WHAT ARE THE APPLICATIONS OF DISTRIBUTED SYSTEMS?
An appropriate system is a gathering of computer cooperating, which shows
up as a single computer to the end-user.
Whenever server traffic grows, one has to redesign the hardware and
programming arrangement of the server to deal with it, which is known as
the vertical scaling. The vertical scaling is excellent. However, one cannot
scale it after some purpose of time. Indeed, even the best hardware and
programming can not give better support for enormous traffic.
Coming up next are the different applications of the distributed System.
Worldwide situating System
World Wide Web
Airport regulation System
Mechanized Banking System
In the World Wide Web application, the information or application was
distributed on the few numbers of the heterogeneous computer system, yet
for the end-user or the browser, it is by all accounts a single system from
which user got the data. 
The multiple numbers of the computer working simultaneously and play out
the asset partaking in the World Wide Web. 
These all the System are the adaptation to internal failure, If anyone system
is bomb the application won't become up short, disappointment computer
errand can be given over by another computer in the System, and this will
all occur without knowing to the end-user or browser. 
The elements of the World Wide Web are 
Multiple Computer
Common Sate
Interconnection of the Multiple computers. 
There are three sorts of distributed systems: 
Corporate systems
These separate utilization servers for database, business insight, exchange
preparation, and web administrations. These are more often than not at one
site, yet could have multiple servers at numerous areas if continuous
administration is significant.
Vast web locales, Google, Facebook, Quora, maybe Wikipedia 
These resemble the corporate systems; however, are gigantic to the point
that they have their very own character. They are compelled to be
distributed due to their scale.
Ones serving distributed associations that can't depend on system
availability or need local IT assets 
The military will require some unit-level direction and control capacity.
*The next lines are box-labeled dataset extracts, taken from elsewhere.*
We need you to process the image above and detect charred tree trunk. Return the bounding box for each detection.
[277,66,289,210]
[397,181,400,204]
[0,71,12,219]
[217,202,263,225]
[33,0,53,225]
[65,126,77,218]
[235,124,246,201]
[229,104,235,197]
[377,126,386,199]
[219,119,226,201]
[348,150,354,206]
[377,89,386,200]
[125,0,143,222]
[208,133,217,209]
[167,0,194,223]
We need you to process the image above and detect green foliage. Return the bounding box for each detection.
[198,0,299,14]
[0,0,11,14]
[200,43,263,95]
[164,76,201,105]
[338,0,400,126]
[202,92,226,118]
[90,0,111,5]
The
perfect would be that every unit (trooper, transport, and so on) can go about
as a hub so that there is no focal area whose pulverization would cut
everything down. 
Mining operations frequently have a significant modern limit at the
remotest places and are best served by local IT for stock control, finance
and staff systems, and particular bookkeeping and arranging systems. 
Development organizations frequently have huge ventures without
significant correspondences so that they will be something like mining
operations above. In the most pessimistic scenario, they may depend on a
driver bouncing in his truck with a memory stick and associating with the
web in some close-by town. 
Data Visualization
What is Data Visualization?
Data Visualization is Interactive 
Have you at any point booked your flight plans online and saw that you can
now view situate accessibility as well as pick your seat? Perhaps you have
seen that when you need to look into information online on another nation,
you may discover a site where all you need to do to get political, affordable,
land, and other information is drag your mouse over the area of the nation
wherein you are intrigued. 
Possibly you have assembled a business introduction comprising of
different degrees of complicated advertising and spending information in a
straightforward display, which enables you to audit all parts of your report
by just tapping on one area of a guide, outline, or diagram. You may have
even made forecasts by adjusting some information and watching the
diagram change before your thought.
Warehouses are following the stock. Businesses are following deals.
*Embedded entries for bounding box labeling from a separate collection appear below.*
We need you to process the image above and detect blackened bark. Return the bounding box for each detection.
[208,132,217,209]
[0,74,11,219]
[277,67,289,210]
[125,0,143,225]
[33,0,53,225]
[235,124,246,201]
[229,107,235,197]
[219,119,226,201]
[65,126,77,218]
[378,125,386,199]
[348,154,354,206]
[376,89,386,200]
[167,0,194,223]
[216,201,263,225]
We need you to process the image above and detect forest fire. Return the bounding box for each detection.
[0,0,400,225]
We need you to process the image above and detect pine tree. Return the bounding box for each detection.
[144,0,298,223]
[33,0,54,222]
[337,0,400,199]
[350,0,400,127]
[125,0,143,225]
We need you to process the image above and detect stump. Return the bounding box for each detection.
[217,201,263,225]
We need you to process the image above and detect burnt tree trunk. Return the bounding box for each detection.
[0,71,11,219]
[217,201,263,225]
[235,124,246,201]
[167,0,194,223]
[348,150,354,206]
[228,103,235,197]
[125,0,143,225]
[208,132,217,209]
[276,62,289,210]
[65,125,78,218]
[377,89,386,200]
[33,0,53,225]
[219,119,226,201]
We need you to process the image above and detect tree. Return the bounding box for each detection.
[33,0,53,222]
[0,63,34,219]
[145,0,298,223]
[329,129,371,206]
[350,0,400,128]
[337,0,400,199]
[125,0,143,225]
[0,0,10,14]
Individuals are making visual displays of information that addresses their
issues. The explorer, the understudy, the ordinary laborer, the advertising
official, the warehouse administrator, the CEO are currently ready to
associate with the information they are searching for with data visualization
tools. 
Data Visualization is Imaginative 
If you can visualize it in your psyche, you can visualize it on a PC screen.
The eager skier might be keen on looking at the average snowfall at Soldier
Mountain, ID. Specialists and understudies may need to look at the average
malignant growth death pace of men to ladies in Montana or Hawaii. The
models are interminable. 
Data visualization tools can assist the business visionary with presenting
items on their site imaginatively and educationally. Data visualization has
been grabbed by state and national government offices to give helpful
information to general society. Aircraft exploit data visualization to be all
the more obliging. Businesses utilize data visualization for following and
announcing. Youngsters use data visualization tools on the home PC to
satisfy investigate assignments or to fulfill their interest in awkward spots
of the world. 
Any place you go, data visualization will be there. Whatever you need, data
visualization can present answers in an accommodating way. 
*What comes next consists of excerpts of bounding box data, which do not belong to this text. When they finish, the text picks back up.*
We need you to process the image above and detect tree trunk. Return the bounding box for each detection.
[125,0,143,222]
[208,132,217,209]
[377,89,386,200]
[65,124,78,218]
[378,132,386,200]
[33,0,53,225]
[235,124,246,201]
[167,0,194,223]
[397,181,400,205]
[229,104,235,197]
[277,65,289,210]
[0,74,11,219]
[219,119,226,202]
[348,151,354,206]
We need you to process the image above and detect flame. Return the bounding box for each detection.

Data Visualization is a Comprehensive 
Every one of us has looked into information online and found not exactly
accommodating introduction designs that have a way of either exhibiting
necessary details in a complicated technique or showing complex
information in a much progressively complex way. Every one of us at some
time has wanted that that site had a more user amicable way of introducing
the information.
Information is the language of the 21st century, which means everybody is
sending it, and everybody is looking through it. Data visualization can make
both the senders and the searchers cheerful by creating a primary
mechanism for frequently giving complex information. 
Data Visualization Basics
Data visualization is the way toward information/ displaying data in
graphical charts, bars, and figures. 
It is used as intends to convey visual answering to users for the
performance, tasks, or general measurements of an application, system,
equipment, or all intents and purposes any IT asset. Data visualization is
ordinarily accomplished by extricating data from the primary IT system.
This data is generally as numbers, insights, and by and massive action. The
data is prepared to utilize displayed on the system's dashboard and data
visualization software.
It is done to help IT directors in getting brisk, visual, and straightforward
knowledge into the performance of the hidden system. Most IT
performance observing applications use data visualization procedures to
give an accurate understanding of the performance of the checked system. 
Software Visualization
Software visualization is the act of making visual tools to delineate
components or generally display parts of source code. This should be
possible with a wide range of programming dialects in different ways, with
different criteria and tools.
The principal thought behind software visualization is that by making visual
interfaces, makers can support developers and others to get code or to figure
out applications. A ton of the intensity of software visualization has to do
with understanding connections between pieces of code, where specific
visual tools, for example, windows, will openly introduce this information.
Different highlights may include various sorts of charts or formats that
developers can use to contrast existing code with a specific standard. 
Enormous Data Visualization
Massive data visualization alludes to the usage of progressively
contemporary visualization methods to show the connections inside data.
Visualization strategies incorporate applications that can display constant
changes and increasingly graphic designs along these lines going past pie,
bar, and different charts. These delineations veer away from the use of
many paths, segments, and qualities toward a progressively creative visual
portrayal of the data.
Ordinarily, when businesses need to introduce connections among data,
they use diagrams, bars, and charts to do it. They can likewise make use of
an assortment of hues, terms, and images. The primary issue with this
arrangement, notwithstanding, is that it doesn't work superbly of exhibiting
exceptionally enormous data or data that incorporates immense numbers.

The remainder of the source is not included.